Dans l’incapacité de choisir entre le patriotisme et la religion, les intellectuels décident de participer à l’effort de guerre, sur le front ou à l’arrière, tout en conservant leur intégrité religieuse. Tous agissent sous « leur propre loi ».
Charles Gide (1847-1932), professeur d’économie politique à l’université, est trop âgé pour être mobilisé en 1914, à la différence des ses deux fils. Son fils aîné, Paul, meurt pour la France en 1915, et son fils cadet, Édouard, revient grièvement blessé.

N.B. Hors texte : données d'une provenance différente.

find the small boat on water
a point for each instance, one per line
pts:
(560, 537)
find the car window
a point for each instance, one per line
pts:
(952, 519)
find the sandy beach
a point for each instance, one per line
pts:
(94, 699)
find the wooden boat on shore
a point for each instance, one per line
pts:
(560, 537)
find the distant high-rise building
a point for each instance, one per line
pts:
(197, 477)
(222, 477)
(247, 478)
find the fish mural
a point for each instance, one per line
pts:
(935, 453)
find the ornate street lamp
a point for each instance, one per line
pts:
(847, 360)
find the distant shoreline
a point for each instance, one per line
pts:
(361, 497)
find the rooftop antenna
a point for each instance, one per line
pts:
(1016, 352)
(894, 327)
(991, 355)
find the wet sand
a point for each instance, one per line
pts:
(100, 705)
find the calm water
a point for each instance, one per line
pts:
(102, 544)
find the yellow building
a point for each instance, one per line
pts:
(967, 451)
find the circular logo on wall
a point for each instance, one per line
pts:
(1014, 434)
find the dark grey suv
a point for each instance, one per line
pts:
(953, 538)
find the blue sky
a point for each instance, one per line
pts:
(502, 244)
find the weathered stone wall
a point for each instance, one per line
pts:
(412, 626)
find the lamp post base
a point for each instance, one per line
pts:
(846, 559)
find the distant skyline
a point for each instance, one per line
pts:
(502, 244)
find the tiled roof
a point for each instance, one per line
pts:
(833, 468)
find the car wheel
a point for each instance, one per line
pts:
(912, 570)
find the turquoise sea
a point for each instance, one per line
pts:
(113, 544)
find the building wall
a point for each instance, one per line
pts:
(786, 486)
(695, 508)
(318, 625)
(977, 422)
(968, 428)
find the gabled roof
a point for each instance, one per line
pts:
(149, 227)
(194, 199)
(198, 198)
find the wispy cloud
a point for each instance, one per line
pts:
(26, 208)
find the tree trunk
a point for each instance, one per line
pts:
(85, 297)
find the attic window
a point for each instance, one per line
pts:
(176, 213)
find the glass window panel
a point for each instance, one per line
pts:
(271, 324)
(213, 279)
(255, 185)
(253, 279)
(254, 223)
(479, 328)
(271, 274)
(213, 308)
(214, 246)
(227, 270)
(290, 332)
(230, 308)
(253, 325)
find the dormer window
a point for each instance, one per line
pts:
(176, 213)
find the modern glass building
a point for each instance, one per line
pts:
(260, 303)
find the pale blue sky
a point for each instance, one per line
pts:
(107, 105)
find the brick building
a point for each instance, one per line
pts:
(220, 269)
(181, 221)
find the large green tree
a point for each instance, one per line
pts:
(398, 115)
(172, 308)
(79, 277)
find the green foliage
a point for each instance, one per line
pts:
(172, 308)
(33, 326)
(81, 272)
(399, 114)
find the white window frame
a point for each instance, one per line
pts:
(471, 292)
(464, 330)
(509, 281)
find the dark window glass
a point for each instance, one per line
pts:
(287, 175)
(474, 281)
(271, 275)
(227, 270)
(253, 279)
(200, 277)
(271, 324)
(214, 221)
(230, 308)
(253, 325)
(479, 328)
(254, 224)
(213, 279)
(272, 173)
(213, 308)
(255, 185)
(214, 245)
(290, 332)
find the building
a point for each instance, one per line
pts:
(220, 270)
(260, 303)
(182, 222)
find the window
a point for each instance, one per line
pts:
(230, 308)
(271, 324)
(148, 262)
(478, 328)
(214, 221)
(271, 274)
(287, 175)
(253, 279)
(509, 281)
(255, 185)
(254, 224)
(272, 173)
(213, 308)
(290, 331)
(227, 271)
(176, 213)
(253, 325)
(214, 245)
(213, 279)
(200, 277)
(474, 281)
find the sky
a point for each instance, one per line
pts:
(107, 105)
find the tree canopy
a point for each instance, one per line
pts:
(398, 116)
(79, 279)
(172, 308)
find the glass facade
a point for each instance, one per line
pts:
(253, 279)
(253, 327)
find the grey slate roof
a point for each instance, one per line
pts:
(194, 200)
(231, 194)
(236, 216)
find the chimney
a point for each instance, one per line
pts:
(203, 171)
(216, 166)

Aux yeux de C. Gide, chacun doit trouver sa marche spirituelle tout en restant patriote, et être en accord avec ses valeurs personnelles.
Jules Puech (1873-1957), docteur en droit et secrétaire adjoint de la rédaction de la revue La Paix par le droit, s’engage volontairement dans l’infanterie en 1915. Pour lui, l’éloignement de Dieu, mis en corrélation avec un sentiment patriote qui s’essouffle, induit un renforcement des liens entre les hommes.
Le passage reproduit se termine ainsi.